これは技術的にも明確な進化である。従来は専用LSIを開発できる電子楽器
メーカだけが主導権を持っていたものの、ディジタル信号処理(DSP)チップの
普及によって、コンピュータメーカが音響合成の分野に進出してきた。これが
さらに進むところは、ハードウェアでなくソフトウェアで楽音合成を全て行う
(RISC)技術であり、それを最初に具体化したのが、IRCAMで開発されたISPWである。
NeXTコンピュータに挿入する信号処理ボードとソフトウェアからなるこの
システムは、従来のハードウェアによる制約から開放された、音楽家にとって
自由な音響合成と自由な音響処理を提供している。

コンピュータ音楽の一つのジャンルであるAlgorithmic Compositionは、
まず最初にミニコンでリアルタイム化された。あらかじめ「計算」したもの
でなく、演奏する際に「作曲」されていく作品の登場である。
これに次いで、MIDIを使ったPerformanceの部分がリアルタイム化された。
パソコンの性能向上によって、演奏者とインタラクティブに、かつリアルタイム
にシステムが応答するようになってきた。

そしてついに、システムが「生成する音」、あるいはシステムがリアルタイムに
「音を処理する」部分が音楽家の手に渡ってきたのである。これまでの専門家
が修得してきたディジタル信号処理技術はブラックボックスの中に入って
しまった。ソフトMAXのように、コンピュータの画面上で箱と箱をつなげば、楽器
メーカが秘伝としてきた高度な信号処理をデスクトップで実現できるのである。

そして今、技術サイドの研究発表の目標の多くは、「統合システム」に向けられて
いる。
ここでは、作曲アルゴリズム、音楽の階層的時間構造、演奏時のリアルタイム
制御、演奏者からのコントロールとインタラクティブ性、そしてリアルタイム
に音響合成・音響処理してしまう、まさに作曲家の理想的な「パートナー」
を指向している。コンピュータ技術の進展が、ようやくこの数十年来の夢を
実現しようとしているのである。

■音楽作品とコンピュータ利用との関係

ICMCはコンピュータ音楽の歴史をそのまま背負ってきており、いわゆる現代音楽
・実験音楽の領域にあたる。ただし通常の現代音楽コンサートとは違い、
コンピュータ/システム/ソフトウェア/情報理論などの影響がより強い領域の
作品が重視される、という独特の傾向がある。このために、音楽的・芸術的な
一般的評価とはやや異なる場合もあることは否定できない。

かつてコンピュータ音楽といえば、大型計算機による演算結果を「テープ音楽」
として聴くものばかりだったのが、パソコンやWSの発展によって、
高度な情報処理をリアルタイムに演奏する作品が主流となってきた。
ここではコンピュータが担当するパートに合わせて演奏者が独奏(という名の協奏)
する形態から、独奏者の演奏をシステムがリアルタイムにセンシングして
ダイナミックに変化する、インタラクティブな音楽へと重点を移しつつある。
今回のICMCでは、音楽セッションの応募作品の中から選ばれて記念CDが製作された
が、この収録作品を例にとって、具体的な音楽作品の実現手法を紹介しよう。

ブルーノ・デガジオ(カナダ)の《On Grouth and Form》は、セル・オートマトンと
フラクタルの原理を使って、次第に「音楽的カオス」のクライマックスに向かう
エネルギーあふれた作品で、Violin・Flute・Clarinet・Saxophone・Trombone・
E.Bass・Piano・Percussion・Synthesizer奏者の熱演がこれを支えた。

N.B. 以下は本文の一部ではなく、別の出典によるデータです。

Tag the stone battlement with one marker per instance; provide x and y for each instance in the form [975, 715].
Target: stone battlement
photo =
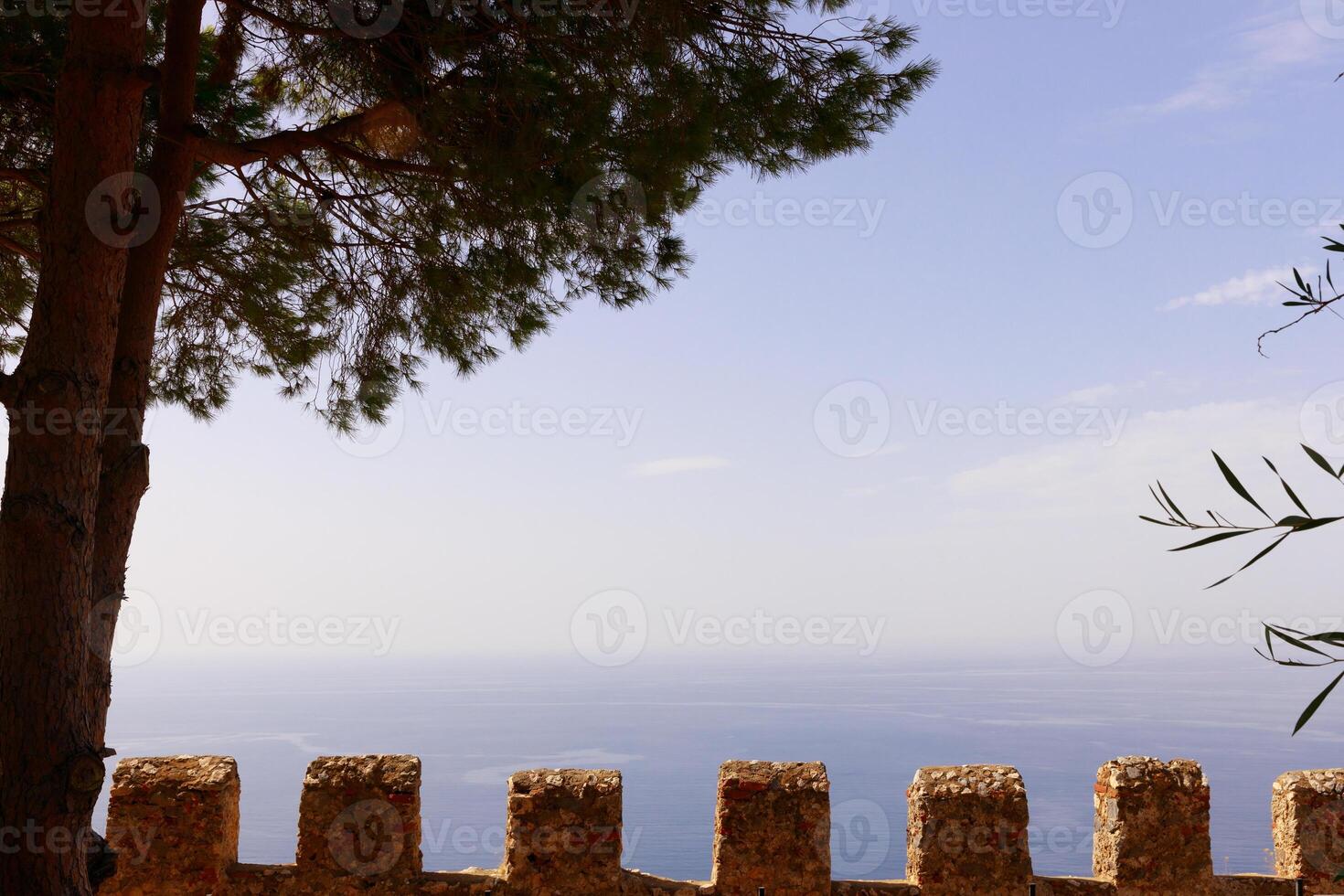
[174, 822]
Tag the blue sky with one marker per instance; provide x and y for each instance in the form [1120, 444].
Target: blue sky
[935, 274]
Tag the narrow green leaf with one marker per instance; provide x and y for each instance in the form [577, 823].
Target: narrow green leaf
[1318, 460]
[1237, 485]
[1171, 503]
[1212, 539]
[1297, 643]
[1316, 524]
[1253, 560]
[1316, 704]
[1292, 495]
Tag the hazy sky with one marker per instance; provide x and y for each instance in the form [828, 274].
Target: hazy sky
[818, 435]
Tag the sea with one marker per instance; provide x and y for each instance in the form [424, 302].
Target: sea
[668, 726]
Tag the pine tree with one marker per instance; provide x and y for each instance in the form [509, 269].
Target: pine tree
[331, 195]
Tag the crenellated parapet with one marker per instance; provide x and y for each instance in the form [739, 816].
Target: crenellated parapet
[174, 822]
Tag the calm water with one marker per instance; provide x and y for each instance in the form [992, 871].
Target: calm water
[669, 727]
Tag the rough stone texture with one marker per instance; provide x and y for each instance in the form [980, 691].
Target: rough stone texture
[874, 888]
[966, 830]
[360, 817]
[563, 832]
[772, 829]
[1308, 809]
[174, 822]
[1152, 827]
[1254, 885]
[1074, 887]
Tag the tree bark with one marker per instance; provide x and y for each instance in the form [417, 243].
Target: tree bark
[125, 458]
[50, 729]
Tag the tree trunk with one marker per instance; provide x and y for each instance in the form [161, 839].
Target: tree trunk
[50, 727]
[125, 457]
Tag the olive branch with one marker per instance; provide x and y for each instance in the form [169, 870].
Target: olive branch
[1313, 647]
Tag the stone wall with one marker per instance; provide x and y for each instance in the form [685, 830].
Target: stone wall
[175, 825]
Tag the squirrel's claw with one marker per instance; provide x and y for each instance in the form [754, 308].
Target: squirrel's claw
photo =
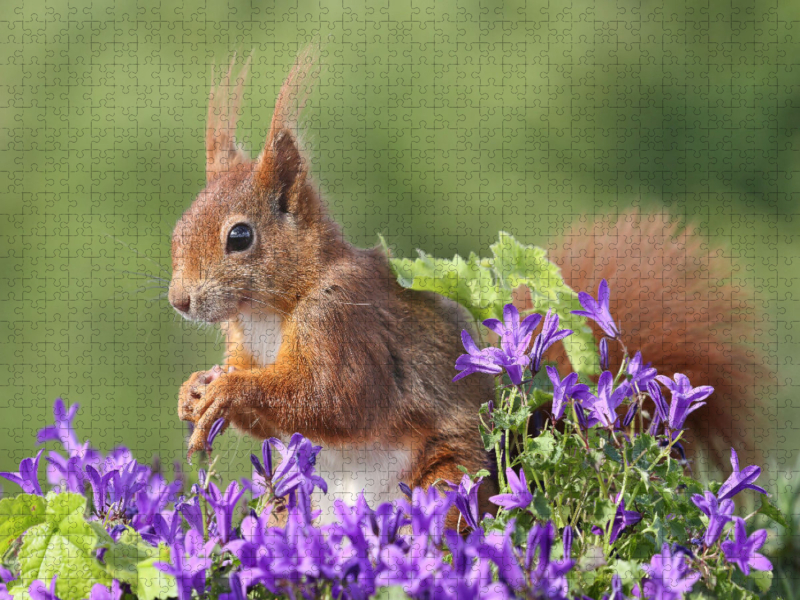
[217, 408]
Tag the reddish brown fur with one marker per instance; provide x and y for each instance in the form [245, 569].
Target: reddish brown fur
[362, 359]
[365, 360]
[675, 301]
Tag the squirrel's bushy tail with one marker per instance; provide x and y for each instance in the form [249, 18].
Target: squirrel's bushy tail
[676, 301]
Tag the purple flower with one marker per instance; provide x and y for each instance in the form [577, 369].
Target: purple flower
[549, 335]
[668, 576]
[604, 354]
[565, 390]
[62, 430]
[662, 408]
[428, 512]
[515, 339]
[153, 499]
[616, 589]
[297, 468]
[630, 414]
[739, 480]
[685, 399]
[641, 374]
[27, 476]
[466, 500]
[718, 513]
[520, 496]
[188, 565]
[264, 471]
[598, 311]
[38, 590]
[603, 407]
[742, 550]
[489, 360]
[99, 485]
[548, 577]
[224, 506]
[216, 429]
[165, 531]
[101, 592]
[192, 512]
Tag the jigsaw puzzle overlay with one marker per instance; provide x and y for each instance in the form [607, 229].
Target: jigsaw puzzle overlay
[434, 125]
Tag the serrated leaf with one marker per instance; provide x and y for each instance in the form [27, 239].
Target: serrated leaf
[19, 592]
[763, 579]
[153, 583]
[518, 264]
[539, 398]
[394, 592]
[629, 571]
[63, 544]
[490, 438]
[604, 511]
[17, 515]
[123, 557]
[540, 507]
[773, 512]
[658, 530]
[468, 282]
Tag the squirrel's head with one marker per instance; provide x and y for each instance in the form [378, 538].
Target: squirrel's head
[255, 237]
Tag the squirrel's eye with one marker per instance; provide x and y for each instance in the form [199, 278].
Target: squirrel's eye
[240, 238]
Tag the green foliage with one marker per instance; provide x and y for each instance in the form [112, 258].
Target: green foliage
[484, 286]
[63, 543]
[17, 515]
[131, 560]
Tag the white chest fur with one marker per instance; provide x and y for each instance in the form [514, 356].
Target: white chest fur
[371, 467]
[262, 335]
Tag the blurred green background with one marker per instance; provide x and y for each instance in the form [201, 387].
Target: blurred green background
[436, 124]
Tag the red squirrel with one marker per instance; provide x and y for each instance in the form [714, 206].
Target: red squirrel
[322, 340]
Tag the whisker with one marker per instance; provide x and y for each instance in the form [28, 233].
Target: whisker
[135, 251]
[145, 275]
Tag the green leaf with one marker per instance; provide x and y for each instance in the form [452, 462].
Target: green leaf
[658, 530]
[628, 570]
[468, 282]
[763, 579]
[604, 511]
[17, 515]
[518, 264]
[64, 544]
[153, 583]
[394, 592]
[539, 398]
[20, 592]
[123, 557]
[490, 438]
[773, 512]
[539, 506]
[484, 286]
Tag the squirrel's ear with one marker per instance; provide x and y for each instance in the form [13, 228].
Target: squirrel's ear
[281, 167]
[222, 153]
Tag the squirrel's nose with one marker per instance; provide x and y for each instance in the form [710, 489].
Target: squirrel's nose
[181, 300]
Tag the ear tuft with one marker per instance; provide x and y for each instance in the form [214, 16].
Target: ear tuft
[222, 153]
[281, 166]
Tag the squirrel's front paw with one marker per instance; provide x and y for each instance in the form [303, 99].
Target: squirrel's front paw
[196, 394]
[202, 402]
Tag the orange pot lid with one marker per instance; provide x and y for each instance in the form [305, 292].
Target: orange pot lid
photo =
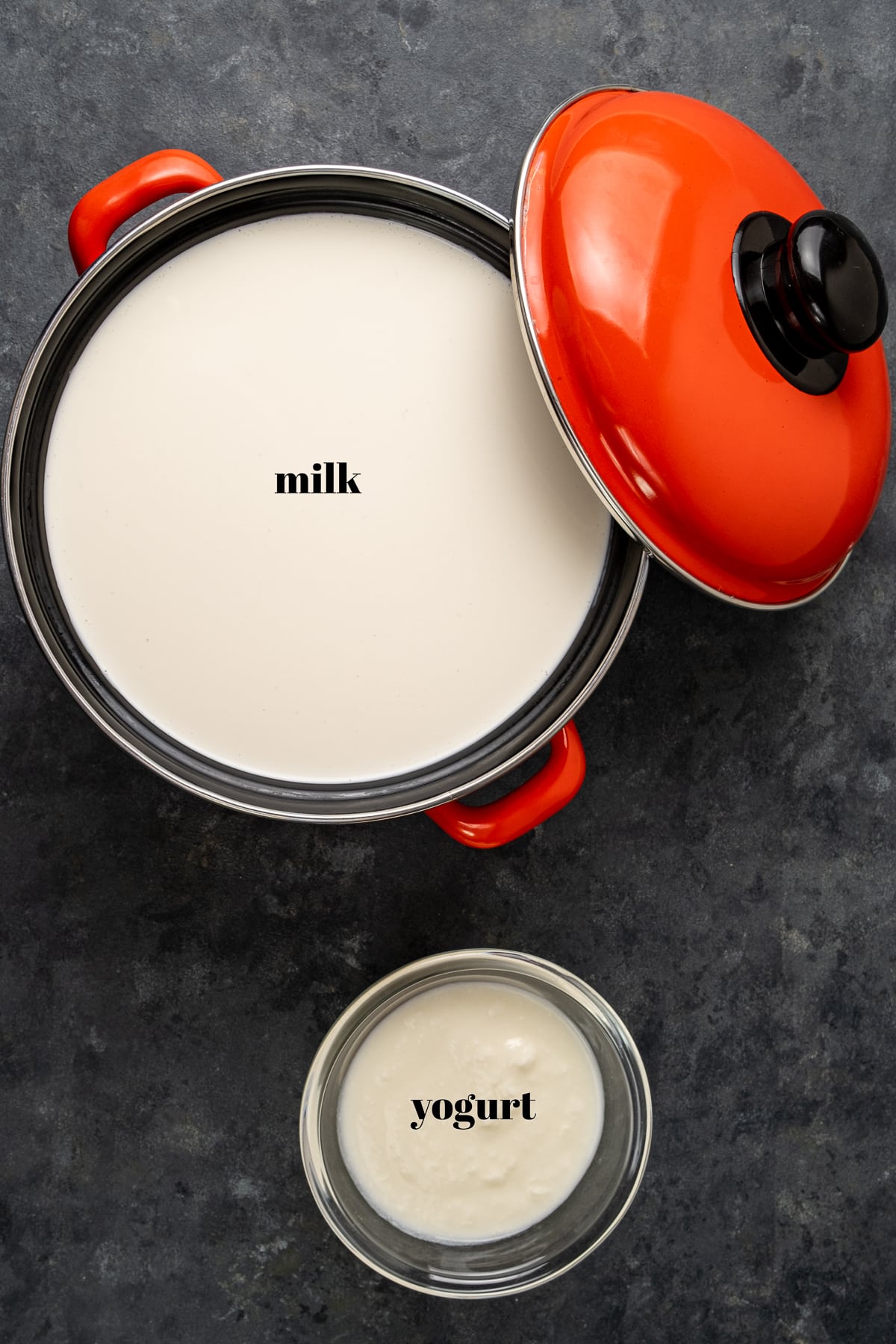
[732, 417]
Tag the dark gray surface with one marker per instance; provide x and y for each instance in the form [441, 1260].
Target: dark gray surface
[724, 880]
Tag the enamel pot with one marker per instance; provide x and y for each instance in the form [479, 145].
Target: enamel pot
[706, 337]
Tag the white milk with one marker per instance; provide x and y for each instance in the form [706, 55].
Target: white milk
[441, 1177]
[319, 638]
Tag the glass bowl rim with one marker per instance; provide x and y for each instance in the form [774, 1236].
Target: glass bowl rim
[414, 974]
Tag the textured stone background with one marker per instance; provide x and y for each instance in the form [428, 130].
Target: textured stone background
[726, 877]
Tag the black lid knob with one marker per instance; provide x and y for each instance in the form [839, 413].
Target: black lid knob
[835, 282]
[812, 290]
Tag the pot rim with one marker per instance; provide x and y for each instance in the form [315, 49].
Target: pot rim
[269, 797]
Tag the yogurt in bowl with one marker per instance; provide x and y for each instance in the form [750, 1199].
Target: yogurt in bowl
[554, 1163]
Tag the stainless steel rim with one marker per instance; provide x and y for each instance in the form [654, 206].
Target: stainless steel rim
[267, 808]
[570, 437]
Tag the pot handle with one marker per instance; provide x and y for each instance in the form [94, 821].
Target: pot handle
[114, 199]
[494, 824]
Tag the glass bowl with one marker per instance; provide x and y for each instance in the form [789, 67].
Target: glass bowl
[547, 1248]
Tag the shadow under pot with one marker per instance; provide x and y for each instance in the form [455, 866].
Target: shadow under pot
[296, 523]
[289, 517]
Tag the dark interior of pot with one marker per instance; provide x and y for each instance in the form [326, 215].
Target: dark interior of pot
[242, 202]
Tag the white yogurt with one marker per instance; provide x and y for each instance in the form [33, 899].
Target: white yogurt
[470, 1112]
[319, 638]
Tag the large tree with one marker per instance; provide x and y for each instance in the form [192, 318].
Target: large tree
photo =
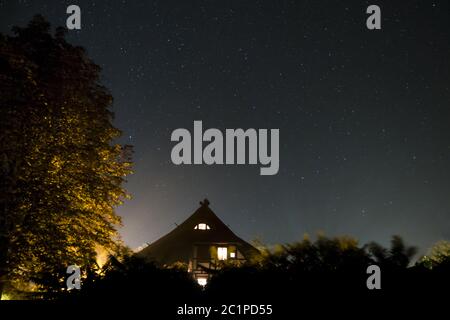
[61, 169]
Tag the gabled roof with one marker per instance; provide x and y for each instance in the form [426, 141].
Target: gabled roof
[178, 244]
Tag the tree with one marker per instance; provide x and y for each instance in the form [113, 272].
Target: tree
[61, 171]
[398, 257]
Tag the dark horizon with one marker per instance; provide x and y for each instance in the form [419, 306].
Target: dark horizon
[363, 115]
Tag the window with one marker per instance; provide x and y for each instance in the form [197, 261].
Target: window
[222, 253]
[202, 281]
[202, 226]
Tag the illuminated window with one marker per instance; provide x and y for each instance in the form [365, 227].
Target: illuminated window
[202, 281]
[202, 226]
[222, 253]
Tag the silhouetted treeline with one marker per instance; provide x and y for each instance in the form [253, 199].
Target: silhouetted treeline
[325, 268]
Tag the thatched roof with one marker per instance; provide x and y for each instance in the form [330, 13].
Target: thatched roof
[178, 244]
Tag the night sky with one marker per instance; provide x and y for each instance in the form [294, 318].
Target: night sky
[363, 115]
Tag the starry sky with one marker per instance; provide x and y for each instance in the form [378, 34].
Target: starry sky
[363, 115]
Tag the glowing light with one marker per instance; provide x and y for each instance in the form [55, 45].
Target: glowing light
[222, 253]
[202, 226]
[202, 281]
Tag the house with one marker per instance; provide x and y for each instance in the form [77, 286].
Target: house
[202, 241]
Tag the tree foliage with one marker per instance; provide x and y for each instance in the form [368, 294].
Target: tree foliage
[61, 172]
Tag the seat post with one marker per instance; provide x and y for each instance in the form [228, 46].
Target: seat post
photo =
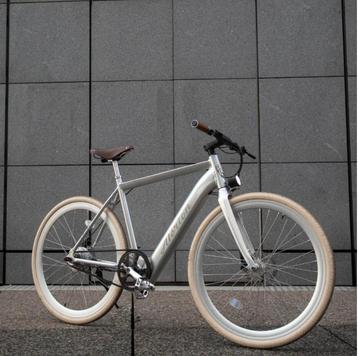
[123, 199]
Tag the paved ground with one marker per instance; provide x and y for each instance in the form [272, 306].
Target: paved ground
[169, 325]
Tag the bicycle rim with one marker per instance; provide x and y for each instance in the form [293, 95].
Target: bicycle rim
[70, 294]
[281, 296]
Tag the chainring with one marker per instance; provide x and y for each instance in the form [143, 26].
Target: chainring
[137, 260]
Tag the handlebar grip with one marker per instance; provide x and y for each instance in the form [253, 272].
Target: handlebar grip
[201, 126]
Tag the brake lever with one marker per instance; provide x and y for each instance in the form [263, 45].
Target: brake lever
[244, 151]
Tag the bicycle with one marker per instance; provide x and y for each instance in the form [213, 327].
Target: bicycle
[260, 268]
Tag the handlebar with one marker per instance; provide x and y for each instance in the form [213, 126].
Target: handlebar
[201, 126]
[221, 141]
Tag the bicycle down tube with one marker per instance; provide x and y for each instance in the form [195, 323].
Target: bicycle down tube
[213, 177]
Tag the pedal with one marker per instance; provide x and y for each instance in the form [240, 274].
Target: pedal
[141, 294]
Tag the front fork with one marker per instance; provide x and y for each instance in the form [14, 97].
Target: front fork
[236, 226]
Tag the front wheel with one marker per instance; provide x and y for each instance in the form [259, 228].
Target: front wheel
[286, 295]
[77, 295]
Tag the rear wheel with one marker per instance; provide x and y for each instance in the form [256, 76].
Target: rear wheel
[286, 295]
[77, 296]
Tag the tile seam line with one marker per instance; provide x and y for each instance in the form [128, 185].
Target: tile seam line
[168, 79]
[348, 138]
[258, 97]
[170, 164]
[6, 129]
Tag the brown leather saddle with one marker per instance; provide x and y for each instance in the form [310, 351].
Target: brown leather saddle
[110, 154]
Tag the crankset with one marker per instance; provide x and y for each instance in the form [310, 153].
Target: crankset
[134, 272]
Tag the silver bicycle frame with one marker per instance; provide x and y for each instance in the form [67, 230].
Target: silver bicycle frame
[212, 178]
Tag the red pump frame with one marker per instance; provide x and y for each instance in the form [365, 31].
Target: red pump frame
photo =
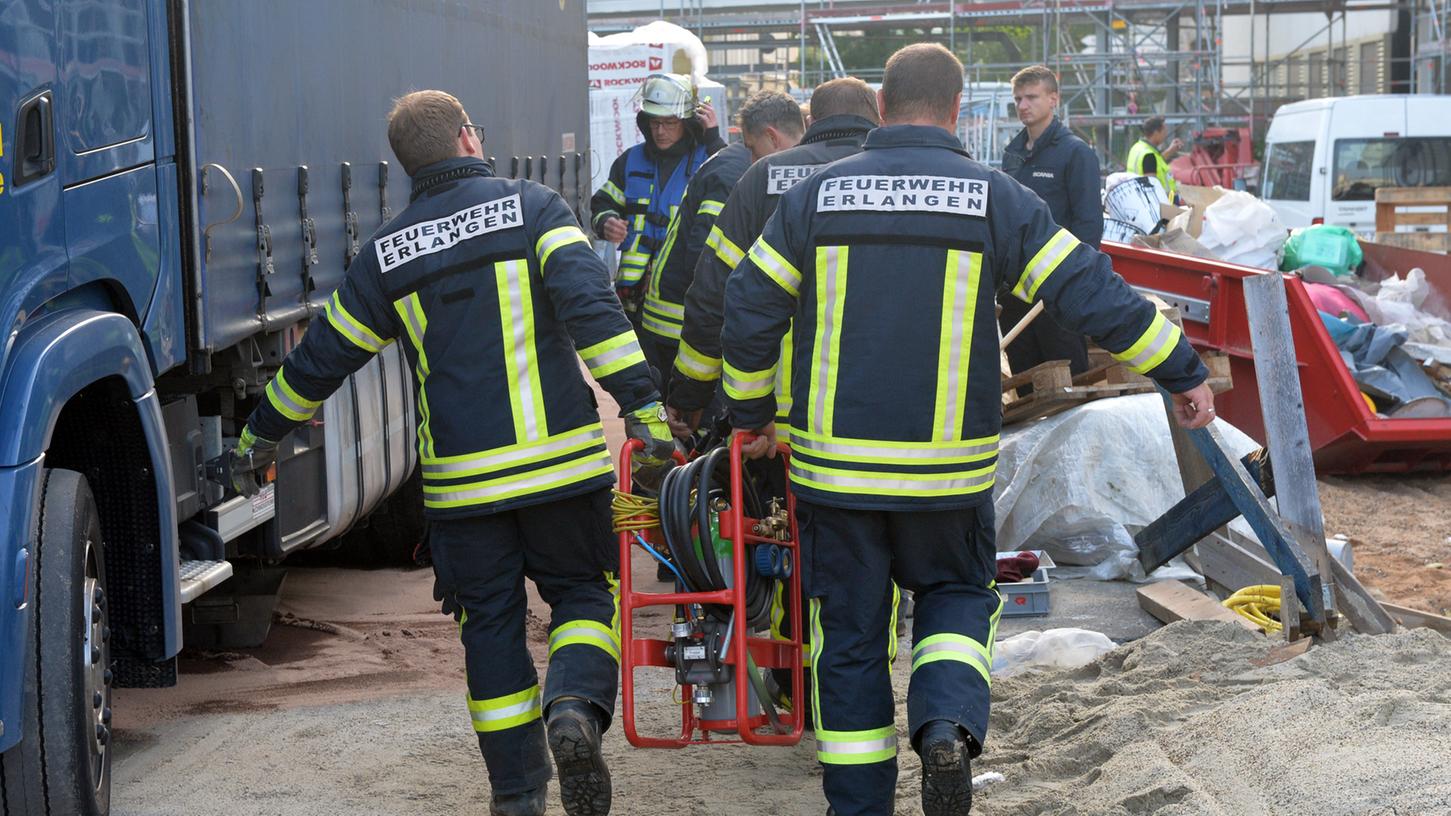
[766, 652]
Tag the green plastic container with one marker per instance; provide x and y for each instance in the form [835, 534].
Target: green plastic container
[1322, 244]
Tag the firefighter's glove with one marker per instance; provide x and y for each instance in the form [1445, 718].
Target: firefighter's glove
[248, 462]
[649, 426]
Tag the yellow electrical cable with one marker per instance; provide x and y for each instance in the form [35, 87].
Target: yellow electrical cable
[633, 513]
[1260, 604]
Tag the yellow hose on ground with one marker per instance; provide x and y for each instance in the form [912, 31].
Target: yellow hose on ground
[1257, 604]
[633, 513]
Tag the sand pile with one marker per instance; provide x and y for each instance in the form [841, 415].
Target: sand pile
[1183, 722]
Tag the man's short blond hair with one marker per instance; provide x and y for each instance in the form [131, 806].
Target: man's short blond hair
[845, 96]
[422, 128]
[1036, 74]
[922, 82]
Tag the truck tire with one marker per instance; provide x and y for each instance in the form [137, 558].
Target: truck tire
[61, 765]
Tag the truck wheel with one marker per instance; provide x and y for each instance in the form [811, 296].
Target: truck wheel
[63, 763]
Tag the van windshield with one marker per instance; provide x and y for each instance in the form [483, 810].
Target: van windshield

木村真理の《"U"(The Cormorant)》は、バイオリン奏者でもある作曲者本人と
コンピュータによるインタラクティブな作品で、バイオリンの音響をISPWが
リアルタイムに認識して、シンセサイザパートを駆動するパソコンを制御した。
独奏のレベルとともに高く評価された作品の一つである。

エリック・チャサロー(アメリカ)の《This Way Out》はいわゆるテープ音楽
の形態の作品で、アメリカらしくジャズやロックのフィーリングをドラムスの
音響によって構成した、やや異質な非常に聴き易い(?)音楽だった。

ロベルト・モラレス(メキシコ)の《Nahual 2》は、ICMCには珍しく審査員の
大部分が絶賛したという噂の作品で、メキシコの民族楽器であるChamula Harp
(日本の三味線などとニュアンスが近い?)を、コンピュータ音響とともに作曲者
自身が演奏した。

ザック・セットル(フランス)の《Hok Pwah(excerpts)》は、歌手の「声」と
パーカッションの「音」をリアルタイムにISPWがプロセッシング(信号処理)
するスタイルの作品で、同様にISPWをリアルタイム処理の道具(楽器)として
活用した作品が他にもいくつか発表された。

ジャン・クロード・リセ(フランス)の《Echo for John Pierce》もテープ作品で、
音響素材をスタジオで加工して構成した古典的手法のコンピュータ音楽で
あったが、何故か音質があまり良好でないのが残念であった。ISPWなどの現在の
能力の限界なのか、全体に今回のICMCの作品の音響は「丸い」「おとなしい」
印象を受けた。

ジョンティ・ハリスン(イギリス)の《...et ainsi de suite...》もテープ音楽で、
音響素材を信号処理してミュージック・コンクレートの手法で構成した長大な
作品である。ステージ上がただ暗転しているだけのテープ作品の場合、演奏者が
コンピュータ音響とともにリアルタイムに躍動する音楽に比べて、これほどに
聴衆の集中を持続させるのが困難であるのか...などと考えさせられた。

■コンピュータ音楽の新たな地平に向かって

まさかICMCの世界でまで、音楽が「ソフト&マイルド」を志向している、
などとは思いたくないが、前回と比べるとだいぶ一般受けしやすい作品が
多かったのと、それほど感銘を受ける傑作がなかったように感じた。
ISPWやMAXという、先人には望んでも手に入れられなかった強力なツール
/環境が整ってきたのは素晴らしいことだが、道具に溺れて自分の「音楽」を
見失わないようにするのは、このあまりに魅力的な道具を前にしては、
かえって至難の技なのかもしれない。コンピュータ音楽の世界に技術がようやく
追従してきた現在が、新たな出発点とも言えるのであろう。

そして、今度は東京・早稲田大学(橋本・大照研究室)をホストとして、
ICMC93には世界中の音楽家・研究者が訪日してくる。我々はアジアで初めて開催
されるこのICMCのテーマを、
Opening a New Horizon
と提示した。東と西とが、互いに知り合い交流し合う、そしてある意味で井戸の
中にあった日本のコンピュータ音楽の状況にも新風を吹き込む機会としたい、
という願いが込められている。
日本の物価を心配しつつも、会議参加者へのPRの反応は上々であった。
音楽にもテクノロジーにも敏感で貪欲で、すこぶる明るくてパワフルな彼らが
大挙してやってくる。この機会を千載一隅のチャンスととらえて、日本の
コンピュータ音楽の飛躍のジャンプ台にしたいものである。